24 Jun 2016

Widescreen’s best of the web (24 June)

From Widescreen, 12:08 pm on 24 June 2016

Our pick of the best* and most interesting screen-related articles and features from around the web – special close reading edition.

First up, Abbey Bender for Brooklyn magazine describes French director Eric Rohmer (Claire’s KneePauline at the Beach) as “the auteur of swimsuits” in her exhaustive survey of the beachwear in his many films from the 60s to the 90s:

These swimsuits are ideal signifiers of sun-dappled sensuality. The colors are soft, blending with Almendros’ cinematography, and they are cut low, revealing lithe bodies that provoke men into moral questioning while the women keep their agency. Rohmer swimsuits often embrace imperfection. The orange bikini bottom in La Collectioneuse bunches slightly, and the bikini that Haydée (Haydée Politoff) wears in the film’s opening rides up and twists in the back. In the world of Rohmer such imperfections add a down-to-earth allure.
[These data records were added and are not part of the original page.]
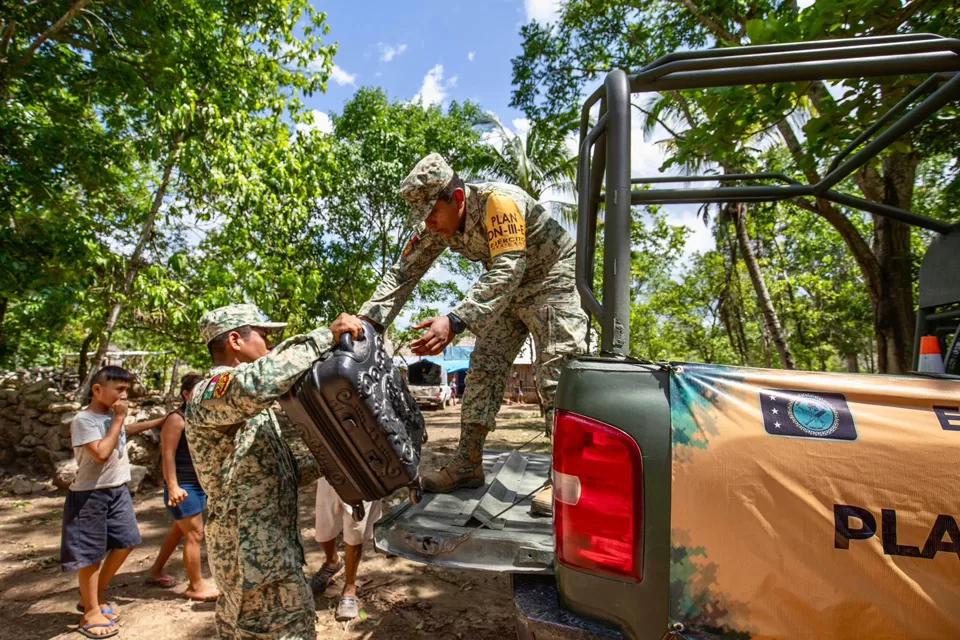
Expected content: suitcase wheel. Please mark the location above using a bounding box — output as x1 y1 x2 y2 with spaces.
410 486 423 504
350 503 367 522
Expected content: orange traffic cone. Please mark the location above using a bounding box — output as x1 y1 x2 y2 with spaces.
917 336 943 373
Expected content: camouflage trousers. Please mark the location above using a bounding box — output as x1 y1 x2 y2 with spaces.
217 572 317 640
460 278 587 436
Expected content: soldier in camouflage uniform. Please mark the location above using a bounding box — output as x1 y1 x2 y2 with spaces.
334 153 587 513
186 304 335 640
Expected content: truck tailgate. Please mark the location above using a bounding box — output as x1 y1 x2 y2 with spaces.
374 451 554 573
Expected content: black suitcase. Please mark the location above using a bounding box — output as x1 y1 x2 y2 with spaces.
280 322 425 520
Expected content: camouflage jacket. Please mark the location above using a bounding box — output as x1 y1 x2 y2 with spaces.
186 329 332 604
359 182 579 334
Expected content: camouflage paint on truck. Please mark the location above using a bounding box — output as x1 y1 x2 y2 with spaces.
670 365 960 640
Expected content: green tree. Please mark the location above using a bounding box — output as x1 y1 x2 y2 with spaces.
513 0 958 372
476 113 578 223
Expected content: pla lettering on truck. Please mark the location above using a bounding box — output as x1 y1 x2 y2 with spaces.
933 407 960 431
833 504 960 560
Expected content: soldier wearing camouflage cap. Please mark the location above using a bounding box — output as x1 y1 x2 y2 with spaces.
331 153 587 513
186 304 350 640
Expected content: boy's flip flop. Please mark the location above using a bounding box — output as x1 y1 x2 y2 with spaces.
146 576 177 589
184 589 220 602
334 596 360 622
77 620 120 640
77 602 120 620
310 560 343 595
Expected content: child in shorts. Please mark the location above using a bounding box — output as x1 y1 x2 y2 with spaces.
310 478 381 621
60 366 141 638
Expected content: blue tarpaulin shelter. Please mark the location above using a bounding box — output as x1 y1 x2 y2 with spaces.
424 347 473 374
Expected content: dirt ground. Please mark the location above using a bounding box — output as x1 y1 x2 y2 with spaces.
0 406 548 640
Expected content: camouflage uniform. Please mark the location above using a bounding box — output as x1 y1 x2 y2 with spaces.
359 154 587 490
186 305 332 640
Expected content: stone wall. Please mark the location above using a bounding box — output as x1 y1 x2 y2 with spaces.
0 369 175 493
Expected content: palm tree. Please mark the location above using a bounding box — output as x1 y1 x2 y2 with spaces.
474 113 578 224
633 92 797 369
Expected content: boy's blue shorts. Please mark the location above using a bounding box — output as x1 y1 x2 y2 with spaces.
163 484 207 520
60 484 141 571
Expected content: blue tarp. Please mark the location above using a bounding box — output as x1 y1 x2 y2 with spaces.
423 356 470 374
443 347 473 360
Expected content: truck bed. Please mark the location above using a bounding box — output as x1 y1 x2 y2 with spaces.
374 451 554 573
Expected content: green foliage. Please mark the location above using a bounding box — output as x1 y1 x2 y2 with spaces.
512 0 960 370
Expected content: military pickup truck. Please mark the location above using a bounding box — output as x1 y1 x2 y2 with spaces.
376 34 960 640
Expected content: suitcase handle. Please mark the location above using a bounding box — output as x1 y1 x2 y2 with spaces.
337 323 367 353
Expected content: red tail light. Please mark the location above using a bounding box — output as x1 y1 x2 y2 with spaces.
553 411 643 582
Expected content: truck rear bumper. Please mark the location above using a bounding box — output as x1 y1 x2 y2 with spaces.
513 573 623 640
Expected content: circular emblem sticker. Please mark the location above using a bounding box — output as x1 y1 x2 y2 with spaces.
787 393 840 436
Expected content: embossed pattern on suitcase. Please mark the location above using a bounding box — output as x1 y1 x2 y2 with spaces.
280 322 425 520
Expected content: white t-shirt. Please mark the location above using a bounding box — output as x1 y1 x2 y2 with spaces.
70 410 130 491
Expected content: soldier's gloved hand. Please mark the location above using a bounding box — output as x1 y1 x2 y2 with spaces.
330 313 363 344
410 316 454 356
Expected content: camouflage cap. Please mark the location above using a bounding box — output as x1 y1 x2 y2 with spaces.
199 304 287 344
400 153 453 227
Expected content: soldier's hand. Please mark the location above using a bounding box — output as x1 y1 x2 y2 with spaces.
167 487 187 507
410 316 454 356
330 313 363 344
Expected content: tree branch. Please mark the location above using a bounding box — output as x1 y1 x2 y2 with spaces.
787 198 820 214
12 0 90 71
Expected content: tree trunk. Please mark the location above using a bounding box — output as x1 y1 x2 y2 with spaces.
845 353 860 373
77 330 97 384
0 297 9 358
726 202 797 369
167 358 180 398
857 153 918 373
77 133 182 397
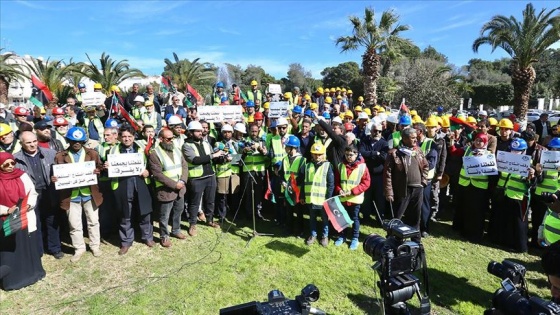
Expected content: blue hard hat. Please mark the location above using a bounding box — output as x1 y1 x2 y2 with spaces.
509 138 527 151
548 138 560 149
286 135 299 148
66 127 87 141
399 116 412 125
105 118 119 128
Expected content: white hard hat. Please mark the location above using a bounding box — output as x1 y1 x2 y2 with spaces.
188 120 202 130
167 115 183 126
233 123 247 133
222 124 233 132
276 117 288 127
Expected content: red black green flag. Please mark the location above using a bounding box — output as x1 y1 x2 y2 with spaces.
323 196 354 233
29 74 53 107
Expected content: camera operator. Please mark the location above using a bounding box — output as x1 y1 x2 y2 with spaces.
541 242 560 304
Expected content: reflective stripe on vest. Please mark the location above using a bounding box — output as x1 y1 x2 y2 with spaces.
304 162 330 206
185 141 212 178
154 145 183 188
68 148 91 200
459 146 490 189
338 163 366 205
543 210 560 244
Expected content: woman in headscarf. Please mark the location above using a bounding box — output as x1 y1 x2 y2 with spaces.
0 152 45 290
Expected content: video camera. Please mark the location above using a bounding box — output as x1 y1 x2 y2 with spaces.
484 260 560 315
364 219 430 314
220 284 326 315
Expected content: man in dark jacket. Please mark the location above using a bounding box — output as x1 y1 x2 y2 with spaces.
359 123 391 223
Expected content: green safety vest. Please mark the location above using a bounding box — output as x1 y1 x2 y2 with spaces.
535 170 560 196
304 161 331 206
543 210 560 244
459 146 490 189
154 145 183 188
68 148 91 200
420 138 436 179
185 141 212 178
338 163 366 205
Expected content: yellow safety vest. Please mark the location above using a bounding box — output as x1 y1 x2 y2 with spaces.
304 161 331 206
338 163 366 205
154 145 183 188
185 141 212 178
68 148 91 200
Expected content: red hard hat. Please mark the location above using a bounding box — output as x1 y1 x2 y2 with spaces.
14 106 29 116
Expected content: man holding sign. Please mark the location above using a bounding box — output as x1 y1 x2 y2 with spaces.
104 126 155 255
51 127 103 262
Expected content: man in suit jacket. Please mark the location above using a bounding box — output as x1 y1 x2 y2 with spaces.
533 113 552 144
Periodically, Dave Addey takes a close look at the typography used in particular films – fonts, kerning, idiosyncrasies, etc. – but he has outdone himself with this forensic and very funny examination of Blade Runner:

The Spinner’s landscape-orientation TV shows a display that may be familiar to regular TITF readers:

This ENVIRON CTR PURGE display is identical to the one we saw in Alien, just before the Nostromo exploded :

As if that wasn’t enough self-plagiarism, Ridley Scott also steals a second display from his earlier sci-fi masterpiece:

…which the more observant of you may recognize as Alien’s shuttle disconnect sequence:

Perhaps most importantly of all, however, Gaff’s Spinner features Blade Runner’s only reported instance of Eurostile Bold Extended, brought to you by the letters C, A, U, T, I, O, and N:

The recent passing of Muhammad Ali provoked Bilge Ebiri of Village Voice to reassess Michael Mann’s 2001 biopic of the champ, starring Will Smith in his first real dramatic role, and what a reassessment it is:

Even those unimpressed with Mann's film generally admit that it has two brilliant sections — that opening Sam Cooke medley and a later lengthy scene of Ali jogging before his fight in Kinshasa, Zaire, as he's slowly encircled by throngs of people who chant, "Ali bumaye!" ("Ali, kill him!"). These sequences are two sides of the same coin: If that opening montage shows how Ali processed the anger of the world around him into something poetic and bitterly playful, the later one shows the complicated swirl of emotions emerging from the love and affection of the masses who idolized him. The jogging scenes are not jubilant, despite the cheering Africans surrounding the boxer. When Ali comes upon a rough wall-drawing depicting him as a larger-than-life figure — shown taking down everything from Foreman to military jets — there's a clear disconnect between the man and the myth. That image is an ideal to which he knows he will never live up, but he's clearly moved and awed by it. There's a profound loneliness to Ali at this point, and it's carried through to the final fight with Foreman.

It’s just a shame that Ali isn’t more widely available on home video in New Zealand or, heaven forbid, re-released to theatres like the USA.

Finally, Justine Smith at Vague Visages has been reassessing the work of New Zealand-born director Jane Campion and her latest article is about An Angel at My Table:

Campion’s filmmaking represents, in equal measure, the struggle of being an artist and the precarious artificiality of the art world. The artists that Janet encounters are no more noble or open than her family members or professors who insist they having her best interest in mind. The constant pleas for her to get a real job, and the implication that she just be “normal,” weighs on her. Janet Frame doesn’t quite fit in, as her goals don’t align with what is expected of women. As much as people put her down, the reason can only be that she poses a threat to their own self-value and the fragile pillars of society itself. With a condescending tone, people string Janet along by a fishing line, cradling her out of insincere compassion. Men, in particular, treat her as a pet, a creature and an object to be played with and eventually discarded: they resent her success but especially her talent.

 

[*May not be the actual best. We haven’t read the entire internet.]